Use the natural leavening power of a sourdough starter in this classic, soft ginger sourdough cookie recipe. Rolling them in sugar before baking adds a magical sparkle that will be sure to catch Santa’s eye.
- 1/2 cup sourdough starter (recently fed)
- 1 cup brown sugar
- 1/4 cup softened butter
- 1/4 cup molasses
- 1 egg
- 2 cups all-purpose flour
- 1 tsp. baking soda
- 2 tsp, baking powder
- 1 tsp. cinnamon
- 1/2 tsp. ginger
- 1/4 tsp. ground cloves
- 1/4 tsp. salt
- Set aside: 3 tablespoons sugar for rolling cookies
- Preheat oven to 325 degrees
- In a medium bowl sift together the all the dry ingredients & set aside.
- In a large bowl, cream together the brown sugar and butter.
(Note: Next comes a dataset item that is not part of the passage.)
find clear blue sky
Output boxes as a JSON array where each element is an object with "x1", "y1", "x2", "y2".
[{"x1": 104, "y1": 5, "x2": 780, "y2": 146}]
Then add the egg, molasses and sourdough starter.
- Mix the dry ingredients into the wet ingredients, bit by bit. An electric mixer is easiest with this sticky dough.
- Scoop dough using a spoon, about 1 tbsp in size. Roll in your hands to make a small ball.
- Dip the balls into the reserved sugar, and roll so the dough ball is covered in sugar.
- On a greased cookie sheet, place balls about 2 inches apart.
- Bake 12 to 15 minutes, until gingersnap cookies are cracked as they spread and set.
- Remove from oven and place cookies on cooling rack.